Pada acara tersebut, hadir pula Natasya Sitorus dari Lentera Pelangi. Organisasi tersebut dibuat sebagai program pendampingan anak yang terdampak HIV dan AIDS di DKI Jakarta. Saat ini, Lentera Pelangi tengah mendampingi 96 anak yang berusia dari 1 sampai 17 tahun.

“Jika HIV dan AIDS digunakan sebagai indikator untuk menilai seseorang, lalu bagaimana dengan ibu rumah tangga dan anak-anak yang terkena HIV danAIDS padahal mereka mendapatkan HIV dan AIDS tanpa melakukan kesalahan sama sekali dengan hidupnya? Kita harus membuang anggapan bahwa ODHA adalah aib atau kutukan,” kata Natasya.

Natasya melanjutkan bahwa ODHA seharusnya memiliki perlakuan dan hak yang sama dengan manusia normal. Status penyakit ini sama dengan status penyakit lainnya seperti jantung, diabetes, atau ginjal. Diskriminasi terhadap ODHA terjadi karena kurangnya informasi yang tepat mengenai penularan dan pencegahan dalam masyarakat.

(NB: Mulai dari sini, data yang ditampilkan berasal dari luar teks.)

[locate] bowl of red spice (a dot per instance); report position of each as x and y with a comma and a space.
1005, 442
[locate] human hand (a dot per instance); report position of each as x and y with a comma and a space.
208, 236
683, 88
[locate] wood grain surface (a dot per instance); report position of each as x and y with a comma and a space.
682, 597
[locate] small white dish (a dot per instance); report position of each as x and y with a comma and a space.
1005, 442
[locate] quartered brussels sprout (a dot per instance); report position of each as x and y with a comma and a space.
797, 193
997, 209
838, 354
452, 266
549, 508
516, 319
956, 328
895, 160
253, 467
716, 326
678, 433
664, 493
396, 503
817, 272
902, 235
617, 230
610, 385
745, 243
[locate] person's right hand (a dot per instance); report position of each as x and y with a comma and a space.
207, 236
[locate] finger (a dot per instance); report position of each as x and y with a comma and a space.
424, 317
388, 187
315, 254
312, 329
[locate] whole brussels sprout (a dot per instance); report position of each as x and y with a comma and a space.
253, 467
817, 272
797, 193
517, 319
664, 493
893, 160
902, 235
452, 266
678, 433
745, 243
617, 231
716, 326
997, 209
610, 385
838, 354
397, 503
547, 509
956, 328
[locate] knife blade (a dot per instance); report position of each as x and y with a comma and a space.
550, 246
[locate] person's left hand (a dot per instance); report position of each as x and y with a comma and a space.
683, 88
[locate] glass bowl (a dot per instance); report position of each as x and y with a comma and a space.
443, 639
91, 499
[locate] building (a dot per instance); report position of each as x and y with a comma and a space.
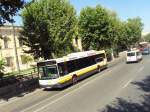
15, 58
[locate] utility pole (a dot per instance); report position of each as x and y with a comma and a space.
15, 49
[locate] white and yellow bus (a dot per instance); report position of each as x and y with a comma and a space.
57, 73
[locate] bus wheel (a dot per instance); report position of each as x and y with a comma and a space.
74, 79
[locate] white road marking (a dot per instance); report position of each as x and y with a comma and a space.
3, 103
127, 83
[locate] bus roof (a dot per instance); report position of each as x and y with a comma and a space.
76, 55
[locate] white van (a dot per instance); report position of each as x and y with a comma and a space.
133, 56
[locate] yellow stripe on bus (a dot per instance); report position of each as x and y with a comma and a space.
78, 73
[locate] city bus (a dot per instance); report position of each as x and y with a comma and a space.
60, 72
144, 47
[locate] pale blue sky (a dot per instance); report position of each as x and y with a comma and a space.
124, 8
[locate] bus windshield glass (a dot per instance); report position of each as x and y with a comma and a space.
48, 72
131, 54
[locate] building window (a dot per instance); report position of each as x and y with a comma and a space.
9, 61
26, 59
6, 40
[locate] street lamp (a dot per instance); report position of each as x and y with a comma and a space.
15, 48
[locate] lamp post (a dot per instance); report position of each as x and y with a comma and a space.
15, 49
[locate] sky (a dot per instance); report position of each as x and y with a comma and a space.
124, 8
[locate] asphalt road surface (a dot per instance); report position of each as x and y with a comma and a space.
107, 91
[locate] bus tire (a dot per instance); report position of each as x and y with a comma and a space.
74, 79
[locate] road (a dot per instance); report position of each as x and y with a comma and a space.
94, 94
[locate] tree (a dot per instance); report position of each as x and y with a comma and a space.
8, 9
2, 66
133, 31
48, 28
94, 24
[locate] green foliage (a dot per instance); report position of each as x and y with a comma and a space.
48, 28
2, 66
9, 8
94, 28
134, 29
100, 28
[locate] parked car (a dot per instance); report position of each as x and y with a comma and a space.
133, 56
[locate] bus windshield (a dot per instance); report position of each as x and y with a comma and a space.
48, 72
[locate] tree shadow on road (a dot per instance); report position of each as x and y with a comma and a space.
122, 105
18, 89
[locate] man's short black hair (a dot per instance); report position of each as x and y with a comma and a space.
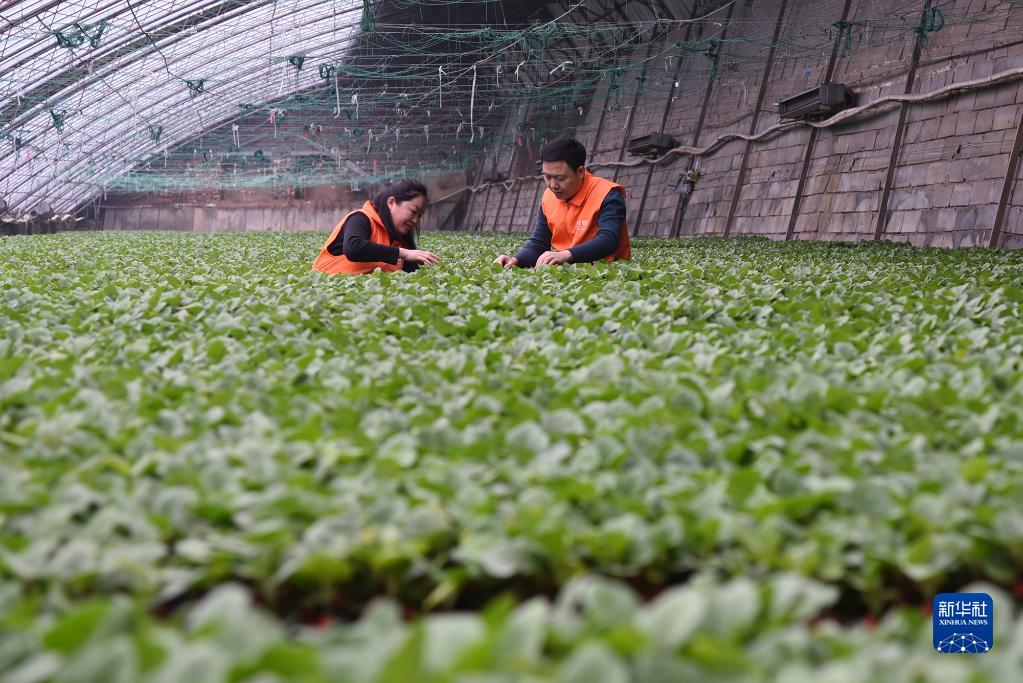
565, 149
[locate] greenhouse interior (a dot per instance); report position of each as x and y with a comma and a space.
487, 342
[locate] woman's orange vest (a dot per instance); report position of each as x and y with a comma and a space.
577, 220
331, 265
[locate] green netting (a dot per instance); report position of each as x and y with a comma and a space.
425, 87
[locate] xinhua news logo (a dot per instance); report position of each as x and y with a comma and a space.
964, 623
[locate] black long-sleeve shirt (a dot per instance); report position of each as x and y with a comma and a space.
354, 242
604, 244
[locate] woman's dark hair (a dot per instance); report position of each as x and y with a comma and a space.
565, 149
403, 190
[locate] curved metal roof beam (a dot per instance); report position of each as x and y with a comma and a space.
33, 179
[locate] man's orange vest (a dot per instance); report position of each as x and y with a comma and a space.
331, 265
577, 220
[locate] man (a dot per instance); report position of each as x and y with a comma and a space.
581, 216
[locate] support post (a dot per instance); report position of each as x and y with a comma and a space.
1008, 183
683, 200
903, 112
747, 150
812, 141
664, 123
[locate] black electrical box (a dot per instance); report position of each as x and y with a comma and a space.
653, 144
819, 102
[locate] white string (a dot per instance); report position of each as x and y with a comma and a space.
472, 105
337, 93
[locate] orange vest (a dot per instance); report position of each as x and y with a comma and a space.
331, 265
577, 220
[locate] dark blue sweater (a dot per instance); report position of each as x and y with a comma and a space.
604, 244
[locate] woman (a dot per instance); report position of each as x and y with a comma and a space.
379, 235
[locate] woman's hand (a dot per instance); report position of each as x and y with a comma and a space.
417, 256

“Ada empat hal yang bisa dipastikan mengenai penularan yakni melalui hubungan seks, tranfusi darah, jarum suntik, dan air susu ibu. Isu lain di luar itu adalah kebohongan,” kata Natasya.

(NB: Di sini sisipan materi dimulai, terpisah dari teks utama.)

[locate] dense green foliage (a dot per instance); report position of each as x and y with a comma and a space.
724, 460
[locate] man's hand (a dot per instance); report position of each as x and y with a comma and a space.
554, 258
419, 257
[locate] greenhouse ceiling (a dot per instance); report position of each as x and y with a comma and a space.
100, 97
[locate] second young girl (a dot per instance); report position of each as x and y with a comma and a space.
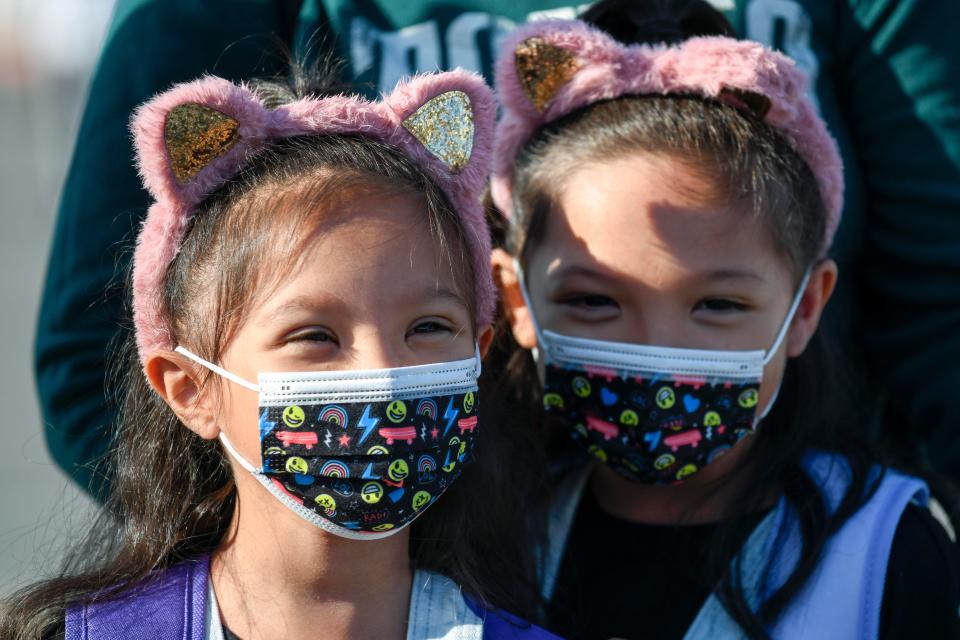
311, 297
670, 206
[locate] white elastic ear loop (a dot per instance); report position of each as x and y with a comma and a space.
478, 362
789, 319
220, 371
533, 318
776, 343
236, 455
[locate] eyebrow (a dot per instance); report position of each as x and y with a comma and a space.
310, 303
713, 274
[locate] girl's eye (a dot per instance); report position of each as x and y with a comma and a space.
589, 302
720, 305
429, 327
313, 335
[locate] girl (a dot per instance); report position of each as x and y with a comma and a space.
670, 207
340, 241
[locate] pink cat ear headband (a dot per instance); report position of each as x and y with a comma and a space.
551, 68
196, 136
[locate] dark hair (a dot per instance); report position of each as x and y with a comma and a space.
753, 169
173, 494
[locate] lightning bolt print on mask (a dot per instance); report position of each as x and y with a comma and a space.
362, 453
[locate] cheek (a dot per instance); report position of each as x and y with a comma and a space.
239, 418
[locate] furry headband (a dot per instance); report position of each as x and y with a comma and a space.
195, 136
551, 68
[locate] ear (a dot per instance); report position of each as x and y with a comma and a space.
820, 287
514, 306
178, 382
194, 136
484, 340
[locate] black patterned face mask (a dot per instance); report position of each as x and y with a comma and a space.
362, 453
655, 415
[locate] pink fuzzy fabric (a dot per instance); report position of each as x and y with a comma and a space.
167, 219
699, 66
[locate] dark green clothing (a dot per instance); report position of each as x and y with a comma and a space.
887, 79
887, 75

Seperti kanker, ternyata HIV pun memiliki empat stadium. Pada fase pertama, seseorang terinfeksi tetapi tidak terkena gejalanya. Fase ini biasanya terjadi dalam periode waktu yang lama sekitar 8-12 tahun.

Masuk ke fase kedua, daya tahan tubuh mulai turun. Orang tersebut akan mudah sakit. Di stadium ketiga, telah muncul gejala-gejala infeksi primer. Stadium empat atau disebut sebagai stadium AIDS gejala sudah muncul secara fisik yakni dengan pembesaran kelenjar limfa.

dr. Iwan mengatakan bahwa jika seseorang mengetahui status HIV sejak dini dan ditangani dengan berkelanjutan, ODHA tersebut dapat memelihara hidupnya dengan baik, layaknya manusia sehat. Obat- obat antiretroviral, yang dapat memperlambat pertumbuhan virus HIV, pun sudah disediakan secara gratis oleh pemerintah. Sehingga, yang diperlukan saat ini adalah keberanian para ODHA untuk secara terbuka memberitahukan kondisi dan menyampaikan keluhan kesehatan mereka kepada dokter.

Menutup acara, Natasya menyarankan bagi para ODHA untuk secara aktif mencari komunitas atau lingkungan sebaya untuk berbagi cerita dan saling menguatkan satu sama lain. Hal ini, menurutnya,  dapat meringankan tekanan batin dan sosial ataupun stigma yang mungkin dialami oleh ODHA.